O presidente do Supremo Tribunal Federal (STF), Luiz Fux, aceitou, na terça-feira (14), o recurso Ministério Público do Rio Grande do Sul (MP-RS) pedindo a suspensão do habeas corpus preventivo aos quatro réus condenados no julgamento da boate Kiss pela morte de 242 pessoas no incêndio de 2013, na sexta-feira (10).
Com a decisão, poderão ser presos Elissandro Spohr, o dono da Boate Kiss, Mauro Hoffman, outro sócio da boate, Marcelo de Jesus dos Santos, o vocalista da banda Gurizada Fandangueira, e Luciano Bonilha Leão, o assistente de palco.
Na decisão, o ministro Luiz Fux considerou “a altíssima reprovabilidade social das condutas dos réus, a dimensão e a extensão dos fatos criminosos, bem como seus impactos para as comunidades local, nacional e internacional” para aceitar o recurso.
Segundo o ministro, a decisão impugnada do Tribunal de Justiça do Rio Grande Sul causa grave lesão à ordem pública ao desconsiderar, sem qualquer justificativa idônea, os precedentes do Supremo Tribunal Federal e a dicção legal.
“Ao impedir a imediata execução da pena imposta pelo Tribunal do Júri, ao arrepio da lei e da jurisprudência, a decisão impugnada abala a confiança da população na credibilidade das instituições públicas, bem como o necessário senso coletivo de cumprimento da lei e de ordenação social”, disse.
Decisão do desembargador
A decisão do desembargador Manuel José Martinez Lucas, da 1ª Câmara Criminal do TJ-RS, tinha suspendido a execução da pena e concedeu o direito deles recorrerem em liberdade. O desembargador entende que o Superior Tribunal de Justiça (STJ) não admite a medida nesta fase do processo e também para preservar o princípio da presunção de inocência. Outro ponto foi que réus responderam ao processo em liberdade e sem intercorrências.
O que dizem as defesas
Ao g1, o advogado de defesa de Luciano Bonilha disse que a decisão é “absurda”. Vamos ver o que fazer”, disse Jean Severo.
Tatiana Borsa, que defende Marcelo de Jesus, também disse que a decisão será analisada pela equipe de defesa.
Mário Cipriani, advogado de Mauro Hoffmann, afirmou:
“Não fomos intimados ainda. Tomamos conhecimento pela imprensa. Estamos tomando as providências necessárias”.
A defesa de Elissandro Spohr diz que espera o restabelecimento da liberdade dos réus.
“O processo da boate Kiss é totalmente nulo por ilegalidades que aconteceram desde o sorteio de jurados ao curso do julgamento, passando pela votação e indo até a sentença. Os erros gravíssimos estão todos registrados no processo e serão levados ao Tribunal de Justiça no recurso de apelação da defesa.
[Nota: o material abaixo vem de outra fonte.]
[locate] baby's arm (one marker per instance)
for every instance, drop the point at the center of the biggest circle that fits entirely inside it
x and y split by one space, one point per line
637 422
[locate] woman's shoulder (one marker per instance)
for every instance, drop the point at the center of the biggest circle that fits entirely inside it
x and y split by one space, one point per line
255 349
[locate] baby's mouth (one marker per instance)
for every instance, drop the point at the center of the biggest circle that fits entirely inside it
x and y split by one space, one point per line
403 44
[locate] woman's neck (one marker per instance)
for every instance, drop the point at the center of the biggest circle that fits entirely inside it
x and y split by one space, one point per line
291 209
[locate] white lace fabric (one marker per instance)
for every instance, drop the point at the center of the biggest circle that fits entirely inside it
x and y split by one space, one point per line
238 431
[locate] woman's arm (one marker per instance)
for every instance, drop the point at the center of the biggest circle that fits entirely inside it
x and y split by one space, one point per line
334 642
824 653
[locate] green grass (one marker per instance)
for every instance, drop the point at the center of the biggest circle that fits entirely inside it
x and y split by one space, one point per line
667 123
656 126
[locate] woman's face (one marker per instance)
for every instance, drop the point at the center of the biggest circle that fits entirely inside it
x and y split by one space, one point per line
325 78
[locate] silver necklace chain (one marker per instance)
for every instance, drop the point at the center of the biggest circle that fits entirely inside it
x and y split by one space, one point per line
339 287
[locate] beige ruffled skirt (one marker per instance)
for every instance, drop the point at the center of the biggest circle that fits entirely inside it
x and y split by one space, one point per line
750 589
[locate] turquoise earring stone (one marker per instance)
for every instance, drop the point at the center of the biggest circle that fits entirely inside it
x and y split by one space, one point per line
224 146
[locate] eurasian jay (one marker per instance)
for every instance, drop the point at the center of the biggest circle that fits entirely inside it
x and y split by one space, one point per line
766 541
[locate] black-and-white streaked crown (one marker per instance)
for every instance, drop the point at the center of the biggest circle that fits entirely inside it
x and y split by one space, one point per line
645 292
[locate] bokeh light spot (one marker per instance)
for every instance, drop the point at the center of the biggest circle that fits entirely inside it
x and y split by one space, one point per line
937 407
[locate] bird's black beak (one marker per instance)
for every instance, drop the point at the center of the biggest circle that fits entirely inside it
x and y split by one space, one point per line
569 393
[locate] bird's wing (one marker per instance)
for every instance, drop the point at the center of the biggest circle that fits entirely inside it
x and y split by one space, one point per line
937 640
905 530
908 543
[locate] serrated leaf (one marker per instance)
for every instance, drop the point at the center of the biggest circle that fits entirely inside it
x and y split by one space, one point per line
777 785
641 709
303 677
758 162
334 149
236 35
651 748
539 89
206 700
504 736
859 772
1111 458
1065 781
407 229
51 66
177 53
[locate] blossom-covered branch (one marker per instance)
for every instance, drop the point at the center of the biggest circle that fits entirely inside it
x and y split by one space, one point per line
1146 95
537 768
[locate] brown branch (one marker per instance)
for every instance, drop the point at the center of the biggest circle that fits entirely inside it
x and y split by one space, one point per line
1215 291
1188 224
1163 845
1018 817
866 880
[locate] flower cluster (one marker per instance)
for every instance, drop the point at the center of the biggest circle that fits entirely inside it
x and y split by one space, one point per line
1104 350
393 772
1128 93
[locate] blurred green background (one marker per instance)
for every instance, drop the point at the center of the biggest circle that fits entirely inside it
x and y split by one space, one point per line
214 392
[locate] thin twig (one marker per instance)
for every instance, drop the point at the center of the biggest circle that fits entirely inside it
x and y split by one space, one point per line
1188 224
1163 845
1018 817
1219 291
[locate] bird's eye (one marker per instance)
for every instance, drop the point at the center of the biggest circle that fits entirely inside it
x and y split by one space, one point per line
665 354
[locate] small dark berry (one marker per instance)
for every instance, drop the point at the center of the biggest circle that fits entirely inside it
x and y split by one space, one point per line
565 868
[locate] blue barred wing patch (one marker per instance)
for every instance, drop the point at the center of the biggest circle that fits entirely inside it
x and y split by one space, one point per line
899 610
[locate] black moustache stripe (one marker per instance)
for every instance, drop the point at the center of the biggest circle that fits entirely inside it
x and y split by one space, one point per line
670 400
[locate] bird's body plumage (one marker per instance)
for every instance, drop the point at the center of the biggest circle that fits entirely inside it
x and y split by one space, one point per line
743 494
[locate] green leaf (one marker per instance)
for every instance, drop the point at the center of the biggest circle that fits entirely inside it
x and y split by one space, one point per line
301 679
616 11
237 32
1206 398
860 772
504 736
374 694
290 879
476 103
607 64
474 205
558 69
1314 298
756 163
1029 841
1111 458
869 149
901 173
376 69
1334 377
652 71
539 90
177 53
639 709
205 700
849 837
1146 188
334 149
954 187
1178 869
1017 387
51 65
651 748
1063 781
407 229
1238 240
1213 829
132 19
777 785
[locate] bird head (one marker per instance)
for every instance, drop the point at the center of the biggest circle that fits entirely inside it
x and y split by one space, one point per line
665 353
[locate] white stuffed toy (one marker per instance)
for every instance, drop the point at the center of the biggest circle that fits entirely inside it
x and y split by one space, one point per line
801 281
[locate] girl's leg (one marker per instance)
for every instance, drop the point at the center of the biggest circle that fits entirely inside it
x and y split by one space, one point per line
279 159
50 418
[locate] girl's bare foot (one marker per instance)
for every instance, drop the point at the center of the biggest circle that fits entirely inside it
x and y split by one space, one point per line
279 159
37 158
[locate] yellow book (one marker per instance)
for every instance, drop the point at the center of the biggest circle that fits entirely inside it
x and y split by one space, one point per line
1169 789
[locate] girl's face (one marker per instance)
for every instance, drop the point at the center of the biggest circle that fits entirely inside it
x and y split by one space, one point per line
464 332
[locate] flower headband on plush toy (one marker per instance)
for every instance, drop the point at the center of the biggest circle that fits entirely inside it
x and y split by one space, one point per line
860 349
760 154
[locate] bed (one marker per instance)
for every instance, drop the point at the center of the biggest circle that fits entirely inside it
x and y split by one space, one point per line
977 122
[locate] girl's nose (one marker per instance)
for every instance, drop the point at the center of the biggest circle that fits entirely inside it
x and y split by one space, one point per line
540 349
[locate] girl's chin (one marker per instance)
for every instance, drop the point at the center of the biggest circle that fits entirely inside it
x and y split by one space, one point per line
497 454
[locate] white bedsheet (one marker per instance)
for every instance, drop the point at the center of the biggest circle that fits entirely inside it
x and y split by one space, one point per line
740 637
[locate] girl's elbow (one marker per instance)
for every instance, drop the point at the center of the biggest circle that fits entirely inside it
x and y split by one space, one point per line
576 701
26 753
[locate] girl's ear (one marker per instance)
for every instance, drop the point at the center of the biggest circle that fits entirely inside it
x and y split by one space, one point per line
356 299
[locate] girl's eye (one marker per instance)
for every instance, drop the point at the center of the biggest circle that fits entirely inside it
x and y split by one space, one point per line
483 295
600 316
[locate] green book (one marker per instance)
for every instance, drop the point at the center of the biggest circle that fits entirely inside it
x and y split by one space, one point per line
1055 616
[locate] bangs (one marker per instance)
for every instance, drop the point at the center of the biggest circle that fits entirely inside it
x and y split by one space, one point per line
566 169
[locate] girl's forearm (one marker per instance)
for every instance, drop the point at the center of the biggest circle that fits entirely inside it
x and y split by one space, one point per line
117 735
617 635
Quanto à decisão do Ministro Fux, válida apenas para a suspensão da liminar, temos a expectativa de que será afastada na próxima quinta-feira, quando será julgado o mérito do habeas corpus, restabelecendo-se o direito de liberdade dos réus”, afirmou.
As penas
- Elissandro Spohr, sócio da boate: 22 anos e seis meses de prisão por homicídio simples com dolo eventual
- Mauro Hoffmann, sócio da boate: 19 anos e seis meses de prisão por homicídio simples com dolo eventual
- Marcelo de Jesus, vocalista da banda: 18 anos de prisão por homicídio simples com dolo eventual
- Luciano Bonilha, auxiliar da banda: 18 anos de prisão por homicídio simples com dolo eventual
Entenda a decisão
Após a condenação por dolo eventual pela morte de 242 pessoas no dia 10 de dezembro, a defesa de Elissandro Spohr recorreu da decisão do julgamento na boate Kiss ao Tribunal de Justiça do estado (TJ-RS) e, com isso, os condenados não foram presos.
O cumprimento das penas de 18 a 22 anos se daria em regime inicialmente fechado. A prisão dos quatro chegou a ser decretada pelo juiz Orlando Faccini Neto durante a leitura da sentença.
No entanto, o magistrado recebeu a comunicação de que o desembargador Manuel José Martinez Lucas concedeu aos quatro o direito de recorrerem em liberdade.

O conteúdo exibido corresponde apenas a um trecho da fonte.